更に魔法カード「フルアーマー・グラビテーション」を出してきたんですが、その効果というのが、 デッキからカードを10枚引き、その中にある全てのアーマーモンスターを特殊召喚するというもの。
何だか物凄くカードの消費が激しそうなカードだと思ったんですが、その無茶苦茶な効果によってフィールド上に、
1、バーニング・ナックル(右腕)
2、ジェットガントレット(左腕)
3、オーバーブースト(両足)
4、アクティブ・ガード(ボディ部分)
5、バスター・ナックル(右腕に装着された武器)
6、アドバンスド・シールド(左腕に装着された盾)
…以上の6体のアーマーモンスターが特殊召喚されました。
そしてヴァロンがこのアーマーを装着する様子は見物でしたね…
これ、本当にカードアニメの遊戯王ですか?…さらに装着する際、ヴァロンも黙ってはいません。
『ウォ〜〜ッ!!』とか言って、一々パンチのマネをしてみたり、ポーズをとってみたりするので余計に笑えてきます。

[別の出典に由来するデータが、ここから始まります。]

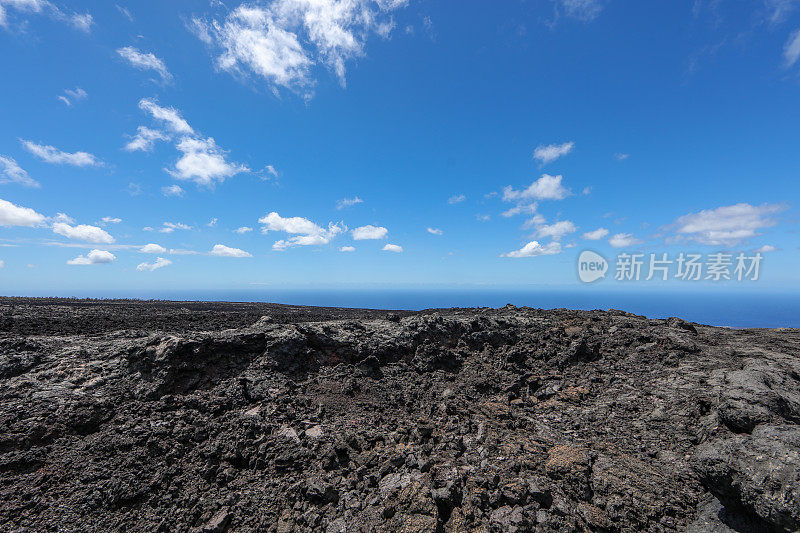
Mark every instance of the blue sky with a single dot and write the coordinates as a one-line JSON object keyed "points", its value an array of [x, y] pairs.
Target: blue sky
{"points": [[363, 143]]}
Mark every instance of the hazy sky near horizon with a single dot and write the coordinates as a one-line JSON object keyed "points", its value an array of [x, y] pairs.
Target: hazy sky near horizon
{"points": [[195, 144]]}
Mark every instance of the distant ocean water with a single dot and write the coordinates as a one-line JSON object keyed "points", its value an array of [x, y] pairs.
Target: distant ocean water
{"points": [[737, 310]]}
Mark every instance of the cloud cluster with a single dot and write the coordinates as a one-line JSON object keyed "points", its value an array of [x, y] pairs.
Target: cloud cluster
{"points": [[11, 172], [201, 160], [727, 226], [220, 250], [306, 232], [533, 249], [282, 40], [51, 154], [369, 232], [545, 188], [145, 61], [83, 232], [550, 152], [79, 21], [160, 262], [95, 257]]}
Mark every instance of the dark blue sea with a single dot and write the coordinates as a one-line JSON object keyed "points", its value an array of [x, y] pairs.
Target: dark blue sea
{"points": [[731, 309]]}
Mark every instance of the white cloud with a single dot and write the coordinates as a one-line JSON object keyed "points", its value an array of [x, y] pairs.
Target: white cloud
{"points": [[550, 152], [72, 95], [596, 235], [169, 115], [50, 154], [307, 232], [81, 22], [520, 209], [95, 257], [172, 190], [63, 217], [145, 61], [766, 249], [585, 10], [145, 138], [623, 240], [457, 199], [533, 249], [791, 50], [369, 232], [11, 172], [726, 226], [169, 227], [152, 249], [220, 250], [203, 162], [160, 262], [283, 40], [83, 232], [556, 230], [347, 202], [545, 188], [14, 215]]}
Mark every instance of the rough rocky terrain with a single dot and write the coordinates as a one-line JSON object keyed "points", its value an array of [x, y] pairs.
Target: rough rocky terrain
{"points": [[174, 416]]}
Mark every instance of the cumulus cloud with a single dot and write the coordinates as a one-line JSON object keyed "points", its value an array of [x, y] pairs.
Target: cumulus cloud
{"points": [[204, 162], [144, 61], [152, 249], [82, 22], [306, 232], [456, 199], [533, 249], [83, 232], [169, 227], [11, 172], [160, 262], [348, 202], [51, 154], [791, 50], [520, 209], [95, 257], [726, 226], [220, 250], [545, 188], [14, 215], [623, 240], [282, 40], [584, 10], [71, 96], [556, 230], [547, 153], [170, 116], [172, 190], [596, 235], [369, 232], [145, 139]]}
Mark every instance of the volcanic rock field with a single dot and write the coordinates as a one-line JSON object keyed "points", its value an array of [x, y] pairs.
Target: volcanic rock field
{"points": [[210, 417]]}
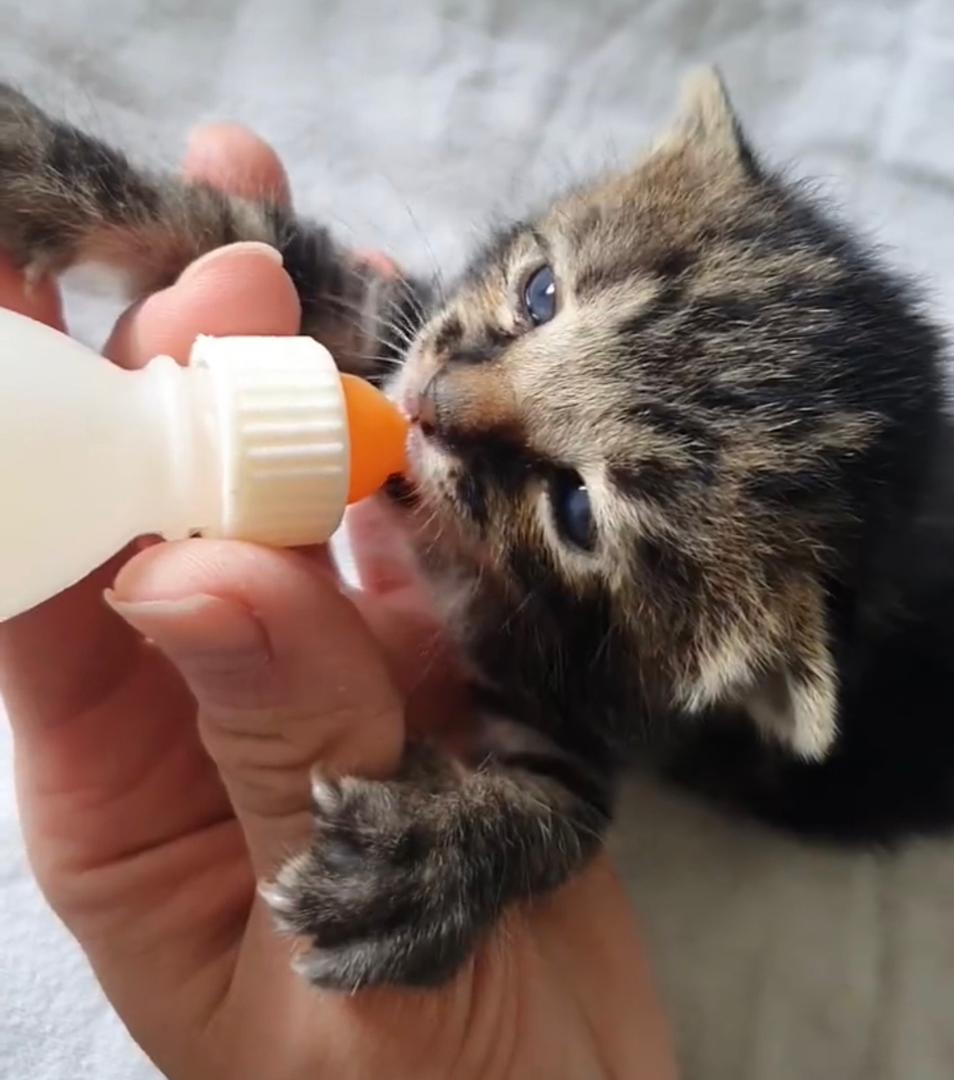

「力を持って敵を叩き潰し勝利を得る!!」と言ってましたが、確かオレイカルコスの結界が出ている間は、魔法・罠ゾーンにもモンスターを 置けるので、魔法・罠で小細工しない力任せのヴァロンの闘い方にピッタリなのではと思いました…
そしてまた城之内のデータを取ってるし…

ヴァロンはバスターナックル(フィールドにいるモンスター1体につき攻撃力が200Pアップよって攻撃力1900P) で、切り込み隊長に攻撃!そのダメージがプレイヤーに伝わり、城之内は腹部に強力な一撃を受けます。

ヴァロン:「どうだ?城之内…攻撃ってのはこうやるんだ! オレの闘いはただのデュエルじゃないんだ…リアルファイトなんだよ… いいか…オレの一撃一撃が貴様の内臓をえぐり、気力を削り取る…」
くるりと、きびすを返してドスドスと後ろへ下がるヴァロンが、いかにもロボットという感じがしてカッコ悪う〜と思ってしまいました。

ヴァロン:「さあ、どうしたんだ…お前のターンだぞ…それとももう立ち上がることさえ出来ないのか?」
…その後に『負け犬め!』なんて言ったら本当に立ち上がれなくなってしまいそうでしたが…

城之内:「確かに効いたぜ…だが、これぐらいで根を上げるほどやわじゃねぇ!」
ヴァロン:「へェッ…力の差が分からないほど、バカというわけだ…」

城之内:「うるせーっ…そんなこと、最後までやってみなきゃわかんねーだろうが…かなわねーと思ったら、そこで終わりだ… だがオレはいつも信じている…自分の力をな!例えそれで負けても、また立ち上がって挑んでやる! そうすりゃ、何時かは勝てるってもんだ…!」
ヴァロン:「なるほど…そういうバカなところが許せなかったんだな…舞は…」
バカなところ…そう言いきっちゃうヴァロンのセリフ、良かったです。何気に今回一番納得できたセリフです…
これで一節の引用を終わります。